Every new atrocity like this massacre has fueled the armed resistance to the U.S. occupation of Iraq. In the town of Khaldiyah, protesters infuriated that U.S. troops were meeting behind closed doors with their local stooges ransacked the mayor's office and drove the Americans out of town. "The protest was not because we worked with Saddam," said Mohammed Ibrahim. "The protest was because they shot children and bombed the shops."

As Socialist Worker went to press, residents of the city of Basra had taken over the streets in furious rioting over the lack of electricity and clean water--as well as shortages of gasoline in a country with the world's second-largest reserves of oil.

The Bush administration's hawks still claim that the Iraqi resistance is the work of "remnants" of Saddam Hussein's former regime. But no one really believes this. Not even Pentagon honchos like Lt. Gen. Ricardo Sanchez, the head of allied forces in Iraq, who explained his recent decision to scale back U.S. raids this way: "I started to get multiple indicators that maybe our iron-fisted approach to the conduct of ops was beginning to alienate Iraqis."

Meanwhile, bitterness is also growing among the U.S. soldiers that Washington's warlords have ordered to enforce their occupation. This week, representatives of the groups Military Families Speak Out and Veterans for Peace, among others, will hold a press conference in Washington, D.C., to launch Bring Them Home Now--a "campaign aimed at ending the U.S. occupation of Iraq and returning troops to their home bases," the groups say.

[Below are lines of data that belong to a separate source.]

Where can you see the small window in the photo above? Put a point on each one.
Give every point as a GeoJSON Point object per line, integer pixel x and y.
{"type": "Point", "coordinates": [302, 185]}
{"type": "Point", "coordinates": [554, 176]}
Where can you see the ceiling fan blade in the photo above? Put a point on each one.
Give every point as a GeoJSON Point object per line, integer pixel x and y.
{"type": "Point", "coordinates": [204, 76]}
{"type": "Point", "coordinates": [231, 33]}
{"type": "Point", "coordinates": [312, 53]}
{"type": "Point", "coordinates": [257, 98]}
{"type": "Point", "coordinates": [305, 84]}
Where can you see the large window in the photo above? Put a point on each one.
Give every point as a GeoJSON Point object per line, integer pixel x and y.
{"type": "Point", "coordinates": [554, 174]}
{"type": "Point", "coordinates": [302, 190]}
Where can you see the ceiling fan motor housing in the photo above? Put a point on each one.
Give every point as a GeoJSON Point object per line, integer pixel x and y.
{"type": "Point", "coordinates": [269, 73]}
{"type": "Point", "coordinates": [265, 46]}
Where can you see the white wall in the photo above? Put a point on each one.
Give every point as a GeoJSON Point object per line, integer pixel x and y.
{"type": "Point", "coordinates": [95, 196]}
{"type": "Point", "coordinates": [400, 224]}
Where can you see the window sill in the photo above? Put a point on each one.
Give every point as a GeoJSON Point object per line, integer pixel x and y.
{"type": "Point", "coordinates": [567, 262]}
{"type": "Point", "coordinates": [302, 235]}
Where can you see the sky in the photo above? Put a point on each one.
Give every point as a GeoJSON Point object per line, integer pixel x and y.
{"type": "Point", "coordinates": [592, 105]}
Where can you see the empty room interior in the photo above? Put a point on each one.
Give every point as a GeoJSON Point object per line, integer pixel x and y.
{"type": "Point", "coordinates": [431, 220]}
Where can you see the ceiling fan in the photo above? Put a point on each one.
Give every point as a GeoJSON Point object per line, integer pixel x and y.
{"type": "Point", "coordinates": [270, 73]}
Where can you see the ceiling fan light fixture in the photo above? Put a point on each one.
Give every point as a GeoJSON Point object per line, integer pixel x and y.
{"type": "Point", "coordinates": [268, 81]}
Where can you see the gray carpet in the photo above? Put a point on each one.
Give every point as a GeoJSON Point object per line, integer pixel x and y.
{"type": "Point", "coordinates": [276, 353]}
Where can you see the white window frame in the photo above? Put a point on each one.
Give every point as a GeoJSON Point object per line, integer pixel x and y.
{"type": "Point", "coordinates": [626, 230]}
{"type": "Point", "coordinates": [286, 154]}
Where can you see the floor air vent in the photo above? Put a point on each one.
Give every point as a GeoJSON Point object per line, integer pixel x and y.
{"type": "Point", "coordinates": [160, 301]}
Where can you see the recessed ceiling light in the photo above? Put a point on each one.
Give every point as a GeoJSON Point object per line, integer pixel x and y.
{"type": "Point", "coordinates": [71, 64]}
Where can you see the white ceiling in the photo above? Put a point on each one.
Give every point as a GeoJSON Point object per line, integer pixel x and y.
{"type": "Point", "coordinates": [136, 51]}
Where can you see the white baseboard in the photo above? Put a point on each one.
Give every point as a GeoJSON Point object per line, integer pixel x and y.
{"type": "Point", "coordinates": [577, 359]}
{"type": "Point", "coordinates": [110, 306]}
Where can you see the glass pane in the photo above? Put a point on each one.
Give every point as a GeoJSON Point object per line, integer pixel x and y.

The launching of this campaign is a sign of how advanced the frustration has become among not only soldiers' families, but active-duty troops--who are communicating their grievances via the Internet. "You call Donald Rumsfeld and tell him our sorry asses are ready to go home," wrote one private in an e-mail posted on the Traveling Soldier Web site. "Tell him to come spend a night in our building."

During the Vietnam War, the rebellion of U.S. soldiers--overwhelmingly working class, and disproportionately made up of minorities--was a key ingredient in Washington's defeat. But it took years to develop. The breakdown of morale among troops in Iraq is nowhere near as advanced, but the fact that it has built up so quickly shows the potential for organizing a resistance that can stop Washington's war makers.

The Bush gang is determined to wage its war on the world, and it doesn't plan to stop with Iraq. But this arrogant bunch is stoking anger and bitterness--both abroad and at home--that can fuel an opposition strong enough to stop their war machine.